• Nicollette Francis

Historical context of the "model"

For decades models have been viewed as having “ideal” looks and perfectly skinny shaped frames.



Anything else that falls out of this category are considered inadequate and/or unattractive. We hear it all the time, “Omg, her body is so skinny, she’s probably a model!”


I'm not sure how or why the idealization of the "skinny" frame caught on in society, especially given its origin.


We hear it all the time, “Omg, her body is so skinny, she’s probably a model!”

Fashion designers chose slim models because they wanted the clothes to stand out, not the model. Women's bodies were considered distracting. The slimmer the model, the less the garment would take to her shape. This allowed for the consumer to imagine their own body wearing the garment, not the model's.


Needless to say, this degree of idealism has caused so much negativity and uproar.


It’s disheartening to see its effect on someone’s self esteem, self confidence, and overall mental wellbeing. As heartbreaking as it is, so many of us continue to allow this to influence what we should look like. We see it all the time on television, social media, magazines, the list goes on. If you don’t look like a model, then you aren’t beautiful.

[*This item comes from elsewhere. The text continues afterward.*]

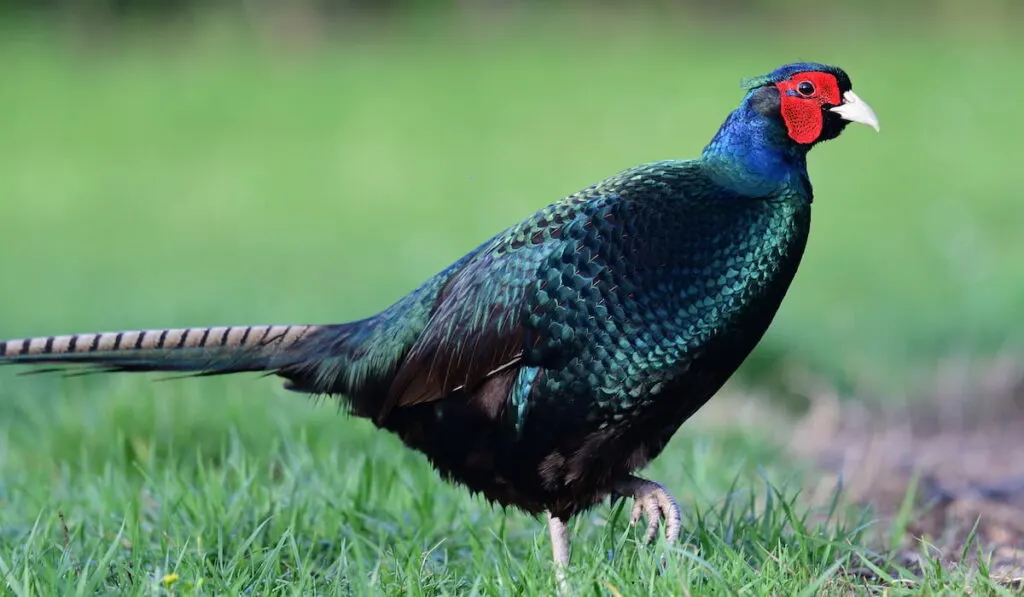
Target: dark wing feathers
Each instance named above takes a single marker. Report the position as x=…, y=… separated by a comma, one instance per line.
x=479, y=327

Women's bodies were considered distracting. The slimmer the model, the less the garment would take shape.

Let’s let go of it alI and start over, shall we? No one should ever feel inadequate.


You are very much appreciated, valued, beautiful. Don’t let what society has deemed as beautiful affect what you should think of yourself or how you should look.


We deal with so much body shaming on a daily basis.


Not only from social media, but also from our culture, workplace, schools, friend groups, and/or relationships. Stop letting these groups criticize and dictate what they feel you should look like. Only you can determine how you can look and feel. Take back control. Don’t let societal conformity determine what you define as beauty!